Two days of fast sailing brought us to the Canary Islands, known to the ancient Arabs and Phoenicians as the “Fortunate Isles”, where happy spirits dwelt in peaceful gardens. Commencing in 1402, the Spanish cut down trees, terraced hills, irrigated and cultivated the hilly islands. During the 15th century, the islanders grew enough food to provision the ships of Spanish exploration, but now exploitation has reduced several of the islands to deserts. The main city, Las Palmas on Gran Canaria, a crowded commercial center with jammed streets, sprawls into the surrounding countryside. Bulldozers carve away hills overlooking the sea for tourist developments. There has been outward migration for centuries, but the island is drastically overpopulated with a thirty percent rate of unemployment. The Canaries are no longer “fortunate”.


When Columbus anchored off the island of Hispianola 1492 the natives grew fruit, cotton and vegetables on rich soil. The land was covered with trees and native plants. The Spanish decimated the native population and commenced environmental degradation with gold mining and the introduction of cattle. In 1697, France took possession of Haiti and imported African slaves to produce sugar. Haiti became a wealthy French colony but by 1804, at the time of the slave rebellion, the island was almost entirely deforested and the erosion of topsoil was well underway.


During the 20th century, basic medical care reduced infant mortality but without birth control and massive outward migration, the population soared.

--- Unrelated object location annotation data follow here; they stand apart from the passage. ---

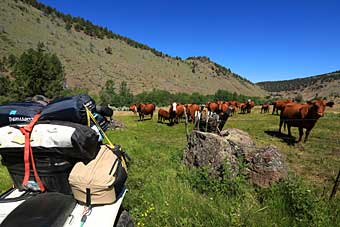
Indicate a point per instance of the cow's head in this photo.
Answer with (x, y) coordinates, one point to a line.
(174, 105)
(133, 108)
(318, 107)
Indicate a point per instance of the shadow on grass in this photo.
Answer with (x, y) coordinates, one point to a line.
(145, 119)
(290, 140)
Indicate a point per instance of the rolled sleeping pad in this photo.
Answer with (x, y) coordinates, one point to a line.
(104, 111)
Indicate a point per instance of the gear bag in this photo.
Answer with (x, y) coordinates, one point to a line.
(71, 109)
(18, 112)
(102, 179)
(68, 139)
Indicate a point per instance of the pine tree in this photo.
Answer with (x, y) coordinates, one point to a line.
(38, 72)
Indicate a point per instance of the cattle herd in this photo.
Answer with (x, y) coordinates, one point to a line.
(292, 114)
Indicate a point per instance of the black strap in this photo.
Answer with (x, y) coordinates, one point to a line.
(88, 197)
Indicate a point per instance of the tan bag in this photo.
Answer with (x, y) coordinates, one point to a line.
(102, 179)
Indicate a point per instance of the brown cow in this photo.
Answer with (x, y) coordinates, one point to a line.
(145, 109)
(249, 105)
(163, 115)
(233, 105)
(191, 109)
(243, 108)
(303, 116)
(212, 106)
(176, 111)
(223, 106)
(133, 108)
(279, 105)
(265, 108)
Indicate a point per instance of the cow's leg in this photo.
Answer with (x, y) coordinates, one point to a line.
(301, 133)
(289, 132)
(281, 122)
(307, 134)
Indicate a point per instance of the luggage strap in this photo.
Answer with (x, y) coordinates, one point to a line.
(28, 154)
(90, 118)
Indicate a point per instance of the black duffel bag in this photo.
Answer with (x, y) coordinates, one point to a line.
(69, 109)
(19, 112)
(71, 140)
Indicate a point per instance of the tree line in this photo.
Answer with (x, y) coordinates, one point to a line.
(37, 71)
(86, 26)
(300, 83)
(124, 97)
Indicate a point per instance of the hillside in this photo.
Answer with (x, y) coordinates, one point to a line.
(91, 57)
(325, 85)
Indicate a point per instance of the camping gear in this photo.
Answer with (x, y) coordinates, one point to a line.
(40, 156)
(55, 146)
(69, 109)
(50, 209)
(69, 139)
(102, 179)
(53, 171)
(18, 112)
(41, 210)
(104, 111)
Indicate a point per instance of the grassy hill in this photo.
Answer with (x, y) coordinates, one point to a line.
(91, 57)
(325, 85)
(163, 192)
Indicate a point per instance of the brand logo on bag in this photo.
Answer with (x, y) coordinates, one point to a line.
(13, 112)
(20, 119)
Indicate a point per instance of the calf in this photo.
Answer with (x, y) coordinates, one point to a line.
(191, 109)
(265, 108)
(145, 109)
(303, 116)
(279, 105)
(163, 115)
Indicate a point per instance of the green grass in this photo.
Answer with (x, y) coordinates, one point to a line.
(164, 192)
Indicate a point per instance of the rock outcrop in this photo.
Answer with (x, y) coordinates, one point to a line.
(234, 147)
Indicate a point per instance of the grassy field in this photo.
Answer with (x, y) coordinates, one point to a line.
(164, 192)
(87, 65)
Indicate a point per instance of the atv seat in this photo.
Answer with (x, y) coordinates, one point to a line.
(46, 209)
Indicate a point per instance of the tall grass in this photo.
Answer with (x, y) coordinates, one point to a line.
(164, 192)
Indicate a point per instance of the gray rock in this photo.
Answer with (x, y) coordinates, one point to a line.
(234, 147)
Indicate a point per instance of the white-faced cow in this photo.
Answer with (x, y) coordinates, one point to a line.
(303, 116)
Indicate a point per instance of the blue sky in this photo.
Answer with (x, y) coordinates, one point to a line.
(258, 39)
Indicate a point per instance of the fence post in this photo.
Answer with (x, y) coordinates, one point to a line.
(335, 187)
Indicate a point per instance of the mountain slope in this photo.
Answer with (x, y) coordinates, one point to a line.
(325, 85)
(89, 61)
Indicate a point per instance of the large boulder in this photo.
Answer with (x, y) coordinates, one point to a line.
(264, 166)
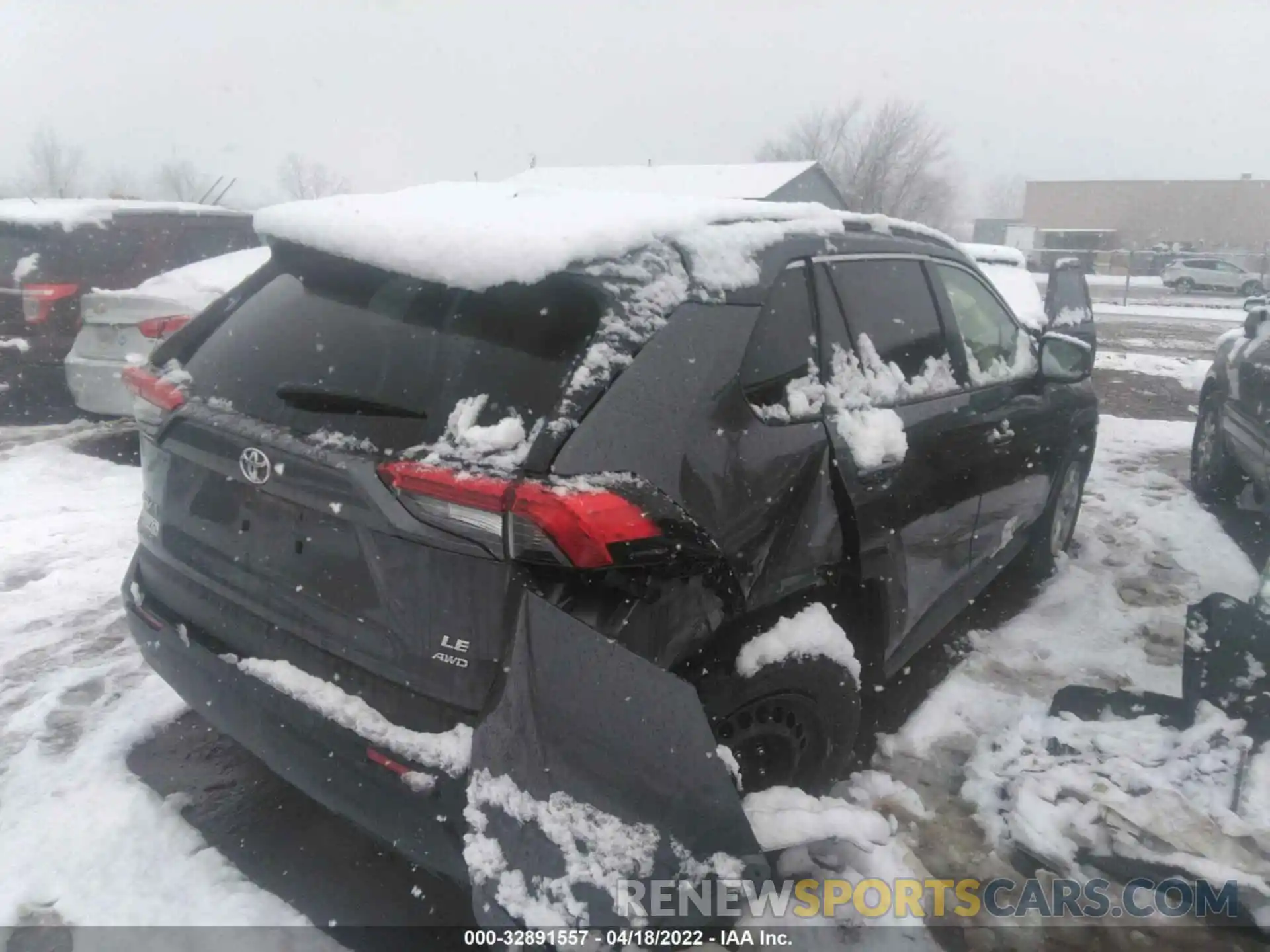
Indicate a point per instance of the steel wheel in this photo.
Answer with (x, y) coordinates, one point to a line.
(773, 738)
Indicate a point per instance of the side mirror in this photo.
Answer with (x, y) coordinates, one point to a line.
(1254, 321)
(1064, 360)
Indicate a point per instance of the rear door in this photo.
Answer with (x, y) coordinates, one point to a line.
(1017, 437)
(915, 514)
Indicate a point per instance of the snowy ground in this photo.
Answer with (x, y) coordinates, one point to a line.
(85, 841)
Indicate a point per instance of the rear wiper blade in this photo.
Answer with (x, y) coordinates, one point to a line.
(332, 401)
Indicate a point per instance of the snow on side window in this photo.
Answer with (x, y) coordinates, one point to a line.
(861, 393)
(997, 349)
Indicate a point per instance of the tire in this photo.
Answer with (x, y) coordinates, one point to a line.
(1216, 476)
(792, 724)
(1053, 532)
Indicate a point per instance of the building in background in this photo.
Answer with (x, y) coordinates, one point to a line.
(773, 182)
(1202, 215)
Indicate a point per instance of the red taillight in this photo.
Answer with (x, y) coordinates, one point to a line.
(579, 524)
(38, 300)
(157, 328)
(144, 383)
(583, 524)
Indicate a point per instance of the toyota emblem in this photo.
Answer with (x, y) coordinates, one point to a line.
(255, 466)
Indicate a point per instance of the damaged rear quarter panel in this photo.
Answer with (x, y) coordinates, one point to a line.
(679, 419)
(593, 766)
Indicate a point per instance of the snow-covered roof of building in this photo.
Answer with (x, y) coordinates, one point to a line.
(736, 180)
(197, 285)
(75, 212)
(476, 235)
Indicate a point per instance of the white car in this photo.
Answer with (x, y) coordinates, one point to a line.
(122, 328)
(1213, 274)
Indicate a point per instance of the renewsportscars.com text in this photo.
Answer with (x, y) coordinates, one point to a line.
(921, 899)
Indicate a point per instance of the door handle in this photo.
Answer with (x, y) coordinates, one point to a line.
(1001, 436)
(878, 477)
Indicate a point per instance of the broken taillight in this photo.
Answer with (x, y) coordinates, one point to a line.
(38, 300)
(159, 328)
(144, 383)
(531, 520)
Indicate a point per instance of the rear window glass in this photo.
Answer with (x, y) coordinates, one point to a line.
(405, 350)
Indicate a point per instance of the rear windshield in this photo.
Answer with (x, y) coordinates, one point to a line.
(392, 354)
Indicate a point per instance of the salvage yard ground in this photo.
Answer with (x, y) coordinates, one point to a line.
(118, 807)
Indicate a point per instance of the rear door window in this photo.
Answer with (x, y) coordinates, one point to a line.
(386, 358)
(888, 303)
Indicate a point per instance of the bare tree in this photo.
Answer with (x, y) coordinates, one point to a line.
(893, 159)
(1003, 197)
(52, 168)
(302, 178)
(181, 179)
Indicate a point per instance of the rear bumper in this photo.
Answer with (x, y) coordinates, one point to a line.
(321, 758)
(97, 386)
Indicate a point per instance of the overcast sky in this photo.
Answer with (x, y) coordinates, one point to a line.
(403, 92)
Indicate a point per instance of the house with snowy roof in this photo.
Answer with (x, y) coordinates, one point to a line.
(773, 182)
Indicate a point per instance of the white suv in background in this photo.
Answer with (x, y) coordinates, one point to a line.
(1210, 273)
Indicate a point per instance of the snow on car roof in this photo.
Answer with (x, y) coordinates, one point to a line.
(202, 282)
(736, 180)
(996, 254)
(75, 212)
(476, 235)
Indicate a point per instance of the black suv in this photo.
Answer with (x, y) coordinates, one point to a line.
(356, 615)
(55, 251)
(1232, 433)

Today, the Haitian half of the island is barren. Villagers plant corn on steep hillsides but tropical rains carry away the seedlings and topsoil. Except for a narrow coastal plain the land is barren and rocky. Sediment and sewage has destroyed ocean reefs, depleting the population of fish. Foreign aid temporarily supports Haiti but has failed to halt the environmental degradation, overpopulation and social unrest.


On another voyage, I visited Easter Island, a tiny speck in the southern Pacific, thousands of miles from the nearest land. The first Polynesians who sailed to Easter Island, escaping overpopulation, found fertile soil, fish and huge rookeries of nesting birds that supplied food. These people had the energy to carve, move and erect huge stone monuments facing the sea. As resources diminished, there were no longer trees for the construction of canoes, birds sought new nesting places and the eroded land no longer supplied enough food. My guide pointed out gardens where the ancients had attempted to grow food on rocks and gravel. Warfare, hunger and disease decimated the population. Today, Easter Island is barren, rocky and bereft of fertile soil. The great mysterious stone monuments still stand, reminders of a once robust people who descendants now depend on tourism to survive.


In south Florida, greedy developers, the tourist industry, over population and invasive species have fouled our waters and have almost destroyed our native flora and fauna. Just as on Porto Santo, the sugar cane industry has despoiled entire river systems as well as the Everglades, one of the world’s most beautiful areas.


During the 1970’s far sighted environmentalists, purchased land for wildlife preserves that was to be developed for housing to preserve Sanibel, a barrier island off the southwest coast of Florida from massive commercial development. Until very recently, the residents and visitors to Sanibel lived in harmony with beaches and wildlife but the tourism industry together with local politicians have promoted the island to the point where the beaches are overcrowded, the numbers of birds have diminished and the island suffers from massive traffic jams. The quality of human life as well as wildlife habitat is diminishing. Sanibel has reached the limits of its carrying capacity.


We must learn from these other islands and take care for there are no new islands to conquer.